It’s hard to believe the 2022 midterm elections were less than three months ago. Back then, Republican Congressional candidates across the country were primarily talking about three things: high gas prices, runaway inflation and the border.
“We have a plan for a new direction for America,” Republican House leader Kevin McCarthy told The Associated Press in September 2022, touting the GOP’s “Commitment to America,” which promised “an economy that’s strong, a nation that’s safe, a future that’s built on freedom (and) a government that’s accountable.”
“After more than a year of crushing inflation, Democrats still have no plan to solve it,” the Commitment to America literature told voters, adding that the GOP’s plan would “curb wasteful government spending that is raising the price of groceries, gas, cars and housing and growing our national debt.”
It may have sounded pretty good to people who chose to ignore the fact that economists warned in 2017, that then Republican President Donald Trump’s $1.5 trillion Tax Cut and Jobs Act could cause inflation and add nearly $450 billion to the national deficit over the next decade. What’s more, the Trump tax cuts mostly benefited the wealthy while leaving middle-income and lower-income Americans behind. The tax cuts didn’t even create jobs as Trump and the GOP promised.

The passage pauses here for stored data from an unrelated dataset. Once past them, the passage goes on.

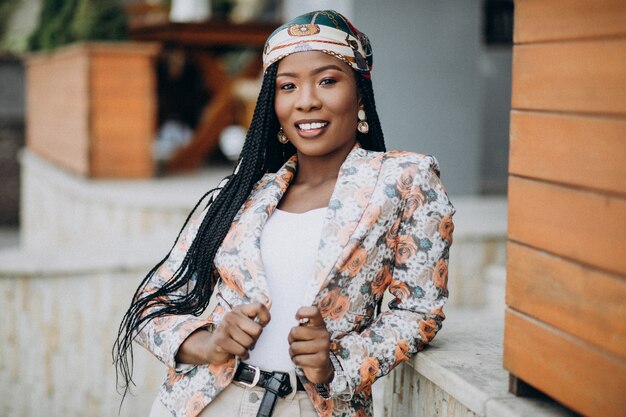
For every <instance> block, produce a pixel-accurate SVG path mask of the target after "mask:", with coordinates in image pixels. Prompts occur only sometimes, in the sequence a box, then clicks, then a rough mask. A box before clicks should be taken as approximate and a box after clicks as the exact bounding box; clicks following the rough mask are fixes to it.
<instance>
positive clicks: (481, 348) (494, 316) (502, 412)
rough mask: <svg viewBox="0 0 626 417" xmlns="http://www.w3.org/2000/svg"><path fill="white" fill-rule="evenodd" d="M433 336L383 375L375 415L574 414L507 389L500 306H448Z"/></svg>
mask: <svg viewBox="0 0 626 417" xmlns="http://www.w3.org/2000/svg"><path fill="white" fill-rule="evenodd" d="M446 315H447V318H446V320H445V321H444V325H443V328H442V330H441V331H440V332H439V334H438V335H437V337H436V338H435V340H434V341H433V342H432V343H431V344H430V345H429V346H428V347H427V348H426V349H425V350H423V351H422V352H420V353H418V354H417V355H416V356H415V357H414V358H413V359H412V360H411V361H410V362H408V363H406V364H403V365H400V366H399V367H398V368H397V369H395V370H394V371H392V373H391V374H390V375H389V377H388V378H387V379H386V380H385V387H384V394H383V396H384V406H383V410H382V412H381V413H380V414H379V416H380V417H383V416H384V417H431V416H432V417H434V416H447V417H574V416H576V414H575V413H573V412H571V411H569V410H567V409H566V408H564V407H563V406H561V405H559V404H558V403H555V402H554V401H552V400H550V399H549V398H547V397H541V398H520V397H515V396H514V395H513V394H510V393H509V392H508V384H509V374H508V372H507V371H506V370H504V369H503V368H502V349H503V346H502V340H503V327H504V310H500V311H499V312H495V311H493V310H490V309H487V310H465V309H459V310H449V311H448V312H447V313H446Z"/></svg>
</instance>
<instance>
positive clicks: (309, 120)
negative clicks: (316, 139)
mask: <svg viewBox="0 0 626 417" xmlns="http://www.w3.org/2000/svg"><path fill="white" fill-rule="evenodd" d="M328 124H329V123H328V122H327V121H326V120H298V121H297V122H296V123H294V125H295V127H296V130H297V131H298V134H299V135H300V136H302V137H303V138H307V139H310V138H314V137H317V136H319V135H321V134H322V132H323V131H324V129H325V128H326V127H327V126H328Z"/></svg>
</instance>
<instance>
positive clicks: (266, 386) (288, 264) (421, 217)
mask: <svg viewBox="0 0 626 417" xmlns="http://www.w3.org/2000/svg"><path fill="white" fill-rule="evenodd" d="M263 63H264V68H265V73H264V80H263V86H262V89H261V92H260V94H259V98H258V100H257V108H256V110H255V113H254V117H253V120H252V124H251V126H250V129H249V131H248V135H247V138H246V143H245V145H244V149H243V151H242V154H241V158H240V160H239V163H238V165H237V168H236V169H235V172H234V173H233V174H232V175H231V176H229V177H228V178H226V179H225V180H224V181H223V182H222V184H220V186H218V188H216V189H215V190H211V191H209V192H208V193H207V194H206V195H205V196H204V197H203V198H202V199H201V200H200V202H199V203H198V205H197V206H196V208H194V210H193V211H192V213H191V214H190V215H189V218H188V220H187V222H186V224H185V225H184V227H183V229H182V230H181V232H180V235H179V237H178V239H177V240H176V243H175V244H174V246H173V248H172V250H171V251H170V253H169V254H168V255H167V256H166V257H165V258H164V259H163V260H162V261H161V262H160V263H159V264H157V265H156V266H155V267H154V268H153V269H152V270H151V271H150V272H149V273H148V274H147V276H146V277H145V278H144V280H143V282H142V283H141V284H140V286H139V288H138V289H137V292H136V293H135V296H134V298H133V302H132V304H131V306H130V308H129V310H128V312H127V313H126V315H125V317H124V320H123V322H122V324H121V325H120V333H119V338H118V340H117V342H116V345H115V350H114V353H115V358H116V360H117V364H118V369H119V372H120V374H121V376H122V378H123V380H124V381H125V382H126V384H128V383H129V382H130V380H131V377H132V362H131V363H129V362H128V360H127V359H128V358H129V357H130V359H131V361H132V354H131V352H132V342H133V340H136V341H137V342H139V343H140V344H141V345H143V346H144V347H145V348H146V349H148V350H149V351H150V352H152V353H153V354H154V355H155V356H156V357H157V358H159V359H160V360H161V361H162V362H163V363H165V364H166V365H167V366H168V367H169V368H170V370H169V372H168V376H167V378H166V381H165V383H164V385H163V388H162V389H161V391H160V392H159V396H158V398H157V400H156V401H155V403H154V406H153V409H152V413H151V416H153V417H156V416H171V415H174V416H188V417H195V416H197V415H201V416H206V415H220V414H221V415H227V416H230V415H238V416H270V415H274V416H281V417H285V416H290V417H291V416H316V415H318V416H339V415H341V416H344V417H355V416H371V415H372V397H371V385H372V383H373V382H374V381H376V380H377V379H378V378H380V377H381V376H383V375H386V374H387V373H388V372H389V371H390V370H391V369H393V368H394V367H395V366H397V365H398V364H399V363H401V362H403V361H406V360H408V359H409V357H410V355H411V354H414V353H416V352H417V351H419V350H421V349H422V348H423V347H424V346H425V345H426V344H427V343H428V342H429V341H430V340H431V339H432V338H433V337H434V336H435V334H436V332H437V331H438V330H439V329H440V327H441V322H442V320H443V318H444V317H445V316H444V314H443V310H442V308H443V305H444V303H445V301H446V299H447V295H448V292H447V285H446V284H447V266H446V265H447V260H448V249H449V246H450V244H451V243H452V230H453V224H452V221H451V217H452V214H453V213H454V208H453V207H452V205H451V204H450V202H449V200H448V197H447V195H446V193H445V191H444V187H443V185H442V184H441V182H440V180H439V167H438V165H437V162H436V160H435V159H434V158H433V157H431V156H425V155H420V154H415V153H410V152H400V151H391V152H385V145H384V140H383V133H382V130H381V127H380V123H379V121H378V115H377V112H376V105H375V102H374V94H373V90H372V83H371V79H370V71H371V68H372V51H371V47H370V44H369V40H368V38H367V37H366V36H365V35H364V34H363V33H361V32H359V31H358V30H357V29H356V28H355V27H354V26H353V25H352V24H351V23H350V22H349V21H348V20H347V19H346V18H345V17H343V16H341V15H340V14H338V13H336V12H334V11H331V10H327V11H318V12H312V13H308V14H306V15H303V16H300V17H298V18H296V19H294V20H293V21H291V22H289V23H287V24H285V25H283V26H281V27H280V28H278V29H276V31H275V32H274V33H273V34H272V35H271V36H270V38H269V39H268V40H267V42H266V45H265V50H264V55H263ZM433 225H434V227H433ZM442 230H443V231H445V233H443V232H441V231H442ZM386 290H388V291H390V292H391V294H392V296H393V297H394V298H393V301H392V302H391V303H390V305H389V307H390V309H389V311H386V312H384V313H382V314H381V313H380V308H381V302H382V297H383V294H384V292H385V291H386ZM212 296H215V307H214V309H213V310H212V311H210V312H209V316H208V319H201V318H199V317H198V316H199V315H200V314H201V313H203V312H204V310H205V309H206V308H207V306H208V304H209V301H210V299H211V297H212Z"/></svg>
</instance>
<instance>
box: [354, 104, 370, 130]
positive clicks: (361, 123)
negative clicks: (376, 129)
mask: <svg viewBox="0 0 626 417" xmlns="http://www.w3.org/2000/svg"><path fill="white" fill-rule="evenodd" d="M357 117H358V118H359V122H358V123H357V124H356V129H357V130H358V131H359V132H361V133H363V134H364V135H365V134H367V133H368V132H369V131H370V125H368V124H367V118H366V117H365V110H363V109H359V112H358V113H357Z"/></svg>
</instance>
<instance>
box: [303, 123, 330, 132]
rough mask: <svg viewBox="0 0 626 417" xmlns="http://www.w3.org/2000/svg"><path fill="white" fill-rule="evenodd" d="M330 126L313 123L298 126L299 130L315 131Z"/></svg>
mask: <svg viewBox="0 0 626 417" xmlns="http://www.w3.org/2000/svg"><path fill="white" fill-rule="evenodd" d="M327 124H328V122H313V123H300V124H298V125H296V126H298V129H300V130H304V131H307V130H314V129H321V128H323V127H325V126H326V125H327Z"/></svg>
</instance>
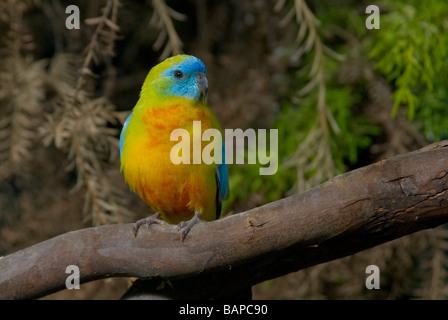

As reported in 2021, corporate leaders were clear they didn’t actually need the massive tax cut Trump was pushing. In fact, as The Balance noted less than three years after the Trump tax cuts took effect: “Instead of using the money from tax cuts to increase production, create more jobs or raise wages, the CEOs of Cisco, Pfizer and Coca-Cola (said they) planned to use the additional cash to pay dividends to shareholders.”